Notizia »

Fernanda Pivano al Lanza

Incontro con Pavese rifugiato al Trevisio

Sono trascorsi dieci anni dall’agosto 2009 quando è scomparsa ultranovantenne Fernanda Pivano. Traduttrice, scrittrice, giornalista e critico musicale, aveva accanto a sé la celebre “Antologia di Spoon River” pubblicata da Einaudi nel 1943 e da lei tradotta. Gliela portò Cesare Pavese “una mattina - ricordava spesso - che gli avevo chiesto che differenza c'è tra la letteratura americana e quella inglese”.

Era nata a Genova nel 1917 da Newton (detto Riccardo), agente di cambio e presidente del Credito Marittimo, amico di Marinetti, e dalla bellissima scozzese Mary Smallwood, figlia poliglotta di Francis che aveva introdotto la Berlitz School in Italia.  Dopo i primi studi alla scuola svizzera la famiglia si trasferisce a Torino, dove al Liceo classico D’Azeglio ha come giovane insegnante lo scrittore di Santo Stefano Belbo. Ultimati gli studi liceali si laurea in Lettere con 110 e lode nel 1941 con una tesi su “Moby Dick” di Herman Melville e due anni dopo in Filosofia con Nicola Abbagnano, di cui è stata assistente presso la cattedra di Pedagogia. Negli anni della guerra si sposta con la famiglia a Mondovì da dove, dopo il dissesto finanziario del padre, raggiunge ogni giorno su un carro merci la città di Torino per dare lezioni private fino all’incarico ministeriale.

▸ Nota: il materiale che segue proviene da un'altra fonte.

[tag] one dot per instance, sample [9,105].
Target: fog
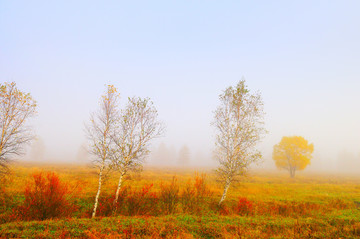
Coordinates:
[304,60]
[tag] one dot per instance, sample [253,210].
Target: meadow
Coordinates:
[182,203]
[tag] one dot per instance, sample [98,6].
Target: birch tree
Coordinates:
[138,125]
[100,131]
[238,123]
[16,108]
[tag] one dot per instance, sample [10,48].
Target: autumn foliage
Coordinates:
[46,197]
[293,153]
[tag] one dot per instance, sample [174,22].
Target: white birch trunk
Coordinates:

Era giunta a Casale accompagnata dalla mamma su un camion sotto la pioggia che trasportava bidoni per “prendere servizio” presso l’Istituto magistrale Lanza a far data dal 1° ottobre 1944 come “straordinario di ruolo di filosofia e pedagogia nel corso B” della scuola.

Alloggiata in una camera dell’Albergo Principe in via Cavour ha vissuto in quel drammatico inverno di sangue e di gelo un breve e gioioso incontro con Cesare Pavese, che era stato accolto sotto falso nome dai padri somaschi nel Collegio Trevisio. Il suo insegnante al D’Azeglio di Torino, ricorda “Nanda” nei “Diari 1917-1973” (Bompiani 2008), l’abbracciò salutandola col tenero appellativo di “Gôgnin” (musetto, faccino in piemontese).